Reflections

Finding Civic Duty In Reconciliation: Part of the “As This Jesuit Sees It” Series

Written by Rev. Matthew Carnes S.J., an associate professor of Government and Director of the Center for Latin American Studies. This article originally appeared on November 11th, 2016, in the Hoya and can be found online here“As This Jesuit Sees It” appears every other Friday in the Hoya.

During my Sunday morning run, the words of the scrawled graffiti script leapt out at me: “The revolution will not be Snapchatted!” It was a jarring proclamation, and it shocked me out of the nervous rumination on the presidential election, just two days away then, that had dominated my thinking during the run.

I understood the graffiti’s message: Really big things, like social change or the construction of a national community, cannot be reduced to a couple eye-catching images or clever turns of phrase. Real progress and real meaning emerge from a long, committed process, more than secondslong glimpses that disappear, by design, from our phones.

The graffiti forced me to pull back and take the long view. I reflected on my more than four decades of life and was struck by the long path of change and progress in our nation, at a time in which our community has slowly, even if sometimes reluctantly, seen the arc of its history bend toward justice.

At Georgetown, we feel intimately connected to this process. With our home here in Washington, D.C., the political process seems to flow in our bloodstream. We welcome leaders onto campus, serve in congressional offices and volunteer in political campaigns. We walk the memorials, inspired by the words and memories enshrined in them.

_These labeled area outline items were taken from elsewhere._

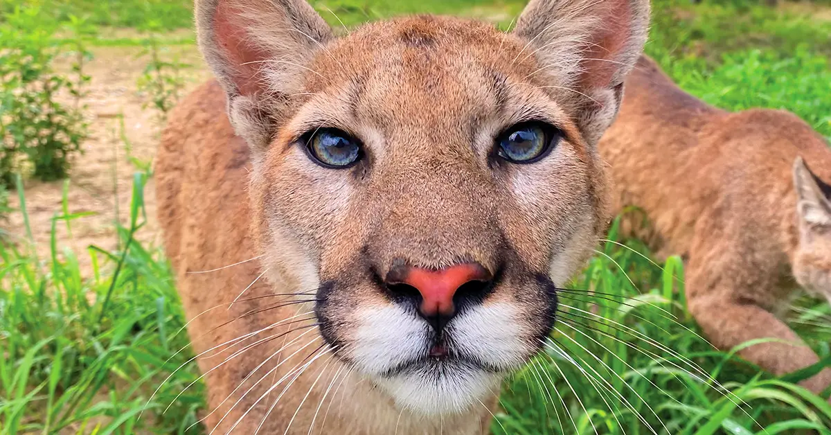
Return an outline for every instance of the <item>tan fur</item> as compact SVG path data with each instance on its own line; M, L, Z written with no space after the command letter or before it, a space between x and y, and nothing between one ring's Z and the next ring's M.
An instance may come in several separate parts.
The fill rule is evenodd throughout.
M416 17L336 38L304 2L198 2L219 82L171 114L156 172L207 374L207 427L487 432L502 377L550 330L554 284L607 225L595 143L647 17L641 0L533 0L513 33ZM534 164L495 160L496 136L528 120L563 139ZM359 138L366 158L313 163L298 138L322 126ZM434 339L379 280L402 263L460 261L499 277L446 329L452 351L479 365L429 360L397 373Z
M626 86L598 145L616 210L640 209L625 223L661 256L682 255L690 311L715 346L784 340L740 352L775 374L816 363L778 315L798 284L831 295L831 212L802 163L831 180L828 145L787 111L709 106L646 57ZM816 222L805 220L811 210ZM651 226L642 226L641 211ZM829 369L804 383L814 392L829 383Z

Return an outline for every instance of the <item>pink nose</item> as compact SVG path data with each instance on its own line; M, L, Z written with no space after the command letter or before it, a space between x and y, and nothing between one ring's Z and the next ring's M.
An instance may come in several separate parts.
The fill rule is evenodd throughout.
M405 284L421 295L419 311L425 317L452 317L455 314L453 297L471 281L488 282L490 274L479 263L463 263L439 270L417 267L396 268L390 271L386 282Z

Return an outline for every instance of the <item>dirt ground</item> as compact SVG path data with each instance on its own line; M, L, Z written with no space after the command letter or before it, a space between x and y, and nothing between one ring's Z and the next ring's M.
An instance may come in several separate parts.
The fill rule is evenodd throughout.
M165 57L178 58L191 67L182 70L186 79L182 95L209 77L196 47L183 45L165 47ZM91 270L86 248L96 245L106 250L116 246L114 222L129 225L133 174L139 171L128 158L127 145L121 139L119 115L124 117L124 134L130 142L130 155L140 161L150 161L164 123L151 107L142 108L147 97L137 91L136 79L143 73L148 58L140 57L140 47L98 47L94 59L86 67L92 77L83 99L90 122L90 136L83 142L83 153L77 155L70 171L68 203L71 213L93 212L71 222L72 237L58 222L58 249L75 250L81 270ZM58 63L61 71L66 65ZM63 181L45 183L27 180L24 183L27 210L38 255L48 258L52 220L62 214ZM11 195L11 206L19 208L17 195ZM160 238L155 220L155 195L152 178L145 189L147 225L136 238L145 245L158 245ZM26 243L22 215L12 212L7 222L0 223L12 240Z

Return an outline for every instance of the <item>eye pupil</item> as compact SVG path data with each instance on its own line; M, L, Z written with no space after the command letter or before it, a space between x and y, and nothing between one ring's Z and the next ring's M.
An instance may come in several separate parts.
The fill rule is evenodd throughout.
M327 167L347 168L361 158L358 141L337 130L320 130L308 141L309 154Z
M539 122L511 127L498 142L498 155L513 163L534 163L544 157L559 139L553 126Z

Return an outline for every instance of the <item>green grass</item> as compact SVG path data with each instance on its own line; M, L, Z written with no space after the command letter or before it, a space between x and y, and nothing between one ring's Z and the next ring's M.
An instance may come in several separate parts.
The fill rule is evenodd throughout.
M42 2L58 20L86 15L99 26L177 28L192 20L189 2L181 0ZM337 26L338 19L352 26L433 12L507 27L524 4L312 2ZM790 110L831 136L829 22L743 0L658 0L653 7L647 51L683 88L730 110ZM182 433L196 421L204 406L199 383L163 413L198 373L185 365L172 374L191 356L179 333L184 315L172 271L158 247L135 240L145 230L145 181L136 175L130 224L118 227L115 251L73 252L65 248L70 240L53 236L51 255L37 258L30 236L0 234L0 434ZM25 207L15 212L25 215ZM66 201L55 213L53 235L60 225L71 233L72 222L84 219ZM760 374L733 353L712 348L684 309L677 259L656 264L641 244L618 240L614 227L608 238L616 243L598 248L602 254L571 285L577 291L562 292L545 352L506 382L494 433L831 433L825 400L791 383L809 373ZM93 260L90 279L81 277L81 255ZM828 363L829 306L801 299L791 314L794 329Z
M57 225L71 232L71 221L83 218L66 200L52 221L49 258L27 252L26 241L0 244L0 433L133 433L150 393L189 358L186 334L177 334L184 315L167 261L133 240L145 220L144 182L135 176L131 225L118 229L123 248L83 254L95 265L91 279L81 279L76 253L59 248L54 235ZM148 403L141 424L183 433L202 406L201 386L167 413L157 411L197 376L194 367L179 371Z

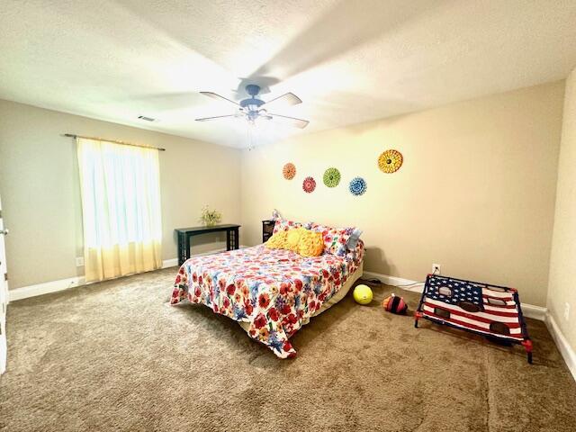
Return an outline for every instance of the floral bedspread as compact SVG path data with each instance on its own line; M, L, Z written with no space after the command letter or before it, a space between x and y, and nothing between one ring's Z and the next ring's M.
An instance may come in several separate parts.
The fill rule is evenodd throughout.
M182 265L171 304L187 299L249 323L248 335L281 358L296 351L288 338L356 271L364 243L344 256L303 257L256 246L197 256Z

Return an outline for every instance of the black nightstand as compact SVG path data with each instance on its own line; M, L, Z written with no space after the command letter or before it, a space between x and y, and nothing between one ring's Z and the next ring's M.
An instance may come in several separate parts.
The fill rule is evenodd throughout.
M266 243L272 237L274 222L275 220L262 220L262 243Z

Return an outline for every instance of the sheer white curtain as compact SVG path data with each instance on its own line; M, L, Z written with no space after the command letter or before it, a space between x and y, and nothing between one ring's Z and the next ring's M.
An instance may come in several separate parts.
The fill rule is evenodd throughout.
M162 266L158 150L76 139L87 282Z

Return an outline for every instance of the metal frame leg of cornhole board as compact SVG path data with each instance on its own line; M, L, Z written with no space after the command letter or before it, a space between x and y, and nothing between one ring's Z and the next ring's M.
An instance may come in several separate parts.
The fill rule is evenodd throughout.
M428 274L414 313L414 327L418 328L420 318L500 342L520 344L532 363L532 341L515 288Z

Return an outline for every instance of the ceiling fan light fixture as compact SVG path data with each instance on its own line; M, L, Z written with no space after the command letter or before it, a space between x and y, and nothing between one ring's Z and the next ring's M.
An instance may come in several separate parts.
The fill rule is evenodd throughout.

And like citizens throughout the country, we had the opportunity to stand in line and cast our votes on Tuesday. I was there along with my students, and I could feel their excitement and nervous energy. That evening, I hosted students in my apartment, and together we watched as returns came in. Energy surged and ebbed as the results became clear, with nearly everyone surprised at the outcome.

It was a profoundly important moment, and an exhausting one. There is a temptation to simply Snapchat it, to come up with the perfect summary phrase, send it out to friends who will laugh or cry — or both — along with us, then let it fade as the pressures of school and work and social lives take hold of our energies. But our Jesuit values here at Georgetown remind us that we are part of something bigger than an election, and that the real measure of our efforts comes not simply by
casting a vote, but through our work over the long haul.

Now, the real work of citizenship begins as we continue to champion the causes that brought us out to vote, listen to voices of others and lean our shoulders into the hard work of reconciliation. We can draw inspiration from Georgetown’s efforts to respond to our legacy of slaveholding and racial discrimination, which has pushed us to take a hard look at reality and pour our hearts into addressing the breaches that have characterized our social fabric for too long.

With hope, respectful dialogue and constructive dissent, we now have the task of contributing to the next steps our nation will take, and we will be at our best when we foster the unity in diversity that is at the center of our mission. What we do here matters, and it deserves nothing less than our full selves.

So today, resist the temptation to leave the energy of the election behind. We become who we hope to be not in a single moment of victory or defeat, but in the community we form over the long haul. Be a part of the political change and reconciliation that is the work of this generation, for it will not be Snapchatted.